A capstone project done for the Coursera Johns Hopkins Data Science Specialisation
Goal of this project
- To build a Natural Language Processing (NLP) model that takes in an input from the user, which can be a word, a phrase or an incomplete sentence.
What does it do?
- The algorithm will use the inputs given and predict what the next top matching word should be based on the model that its being trained on.
- The algorithm will also predict the next 3 best alternative words that should come after the input from the user.
- Users can start entering an input in the message box and wait for ~3-5 seconds to see its effect!
Examples
Training Data
- Corpora from SwiftKey.
- Consist of text crawled from twitter, blogs and news in 4 languages (US, DE, FI and RU).
- As a starter, we will only build our model with the English dataset.
Algorithm
- Katz’s back-off Model.
- An n-gram language model that estimates the conditional probabilty of a word given its history in the n-gram.
- In the app’s context, we adopted a quad-gram (4 words) language model and use it to predict the last 3 words that the user have input.
- If there are less than 3 words, then it will based enitrely on what the user have input.
Brief Project Pipeline
- Web Scraping to create the raw datasets (already done by SwiftKey).
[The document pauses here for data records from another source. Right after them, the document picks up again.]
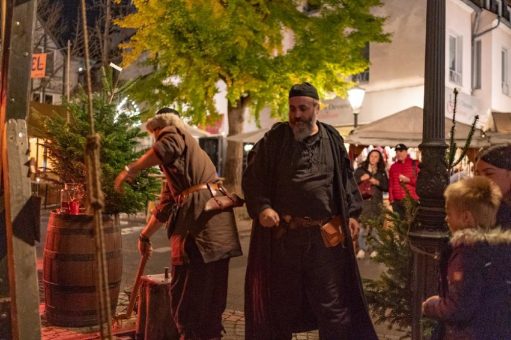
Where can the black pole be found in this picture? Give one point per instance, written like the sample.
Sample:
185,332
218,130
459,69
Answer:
428,234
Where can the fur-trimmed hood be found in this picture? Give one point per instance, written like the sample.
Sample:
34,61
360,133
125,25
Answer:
474,236
163,120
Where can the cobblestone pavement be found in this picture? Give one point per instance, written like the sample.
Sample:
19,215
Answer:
233,320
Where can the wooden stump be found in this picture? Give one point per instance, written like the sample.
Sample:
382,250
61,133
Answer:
154,320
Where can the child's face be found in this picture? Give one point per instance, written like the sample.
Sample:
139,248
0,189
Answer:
458,219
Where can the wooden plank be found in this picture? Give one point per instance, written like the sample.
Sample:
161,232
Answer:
22,304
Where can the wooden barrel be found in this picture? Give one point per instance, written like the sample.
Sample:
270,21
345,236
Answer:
69,269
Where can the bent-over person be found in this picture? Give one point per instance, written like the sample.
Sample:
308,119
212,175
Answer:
202,242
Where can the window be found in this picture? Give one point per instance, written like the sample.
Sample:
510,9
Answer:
455,59
504,71
476,77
- Process the raw datasets by cleaning the dataset.
- Do exploratory data analysis to get insights from the datasets.
- Do ngram analysis and determine which combination of words happen more frequently than the other combinations.
- Apply Katz’s back-off algorithm to build the model.
- Set up the web application using Shiny.
- Deploy the application on shinyapps.io.
Code
- R: Version 3.6.1
- RStudio: Version 1.1.456
- Shiny
Deployment
- shinyapps.io
SlideDeck.Rmd
- The slides to pitch the idea of Next Word Predictor.
./next-word-predictor/app.R
- Entry point of the app.
./next-word-predictor/predict.R
- Helper function for server.R.
./next-word-predictor/ui.R
- User interface of the webapp.
./next-word-predictor/server.R
- The logic that make the webapp work.
./next-word-predictor/components/EDA.Rmd
- Basic Exploratory Data Analysis before starting on the webapp.
./next-word-predictor/components/about.html
- Description of the "About the Developer" tab in the webapp.
./next-word-predictor/components/descriptions.html
- Description of the "Brief Description" tab in the webapp.
./next-word-predictor/components/instructions.html
- Description of the side tab in the webapp.
./next-word-predictor/components/references.html
- Description of the "References" tab in the webapp.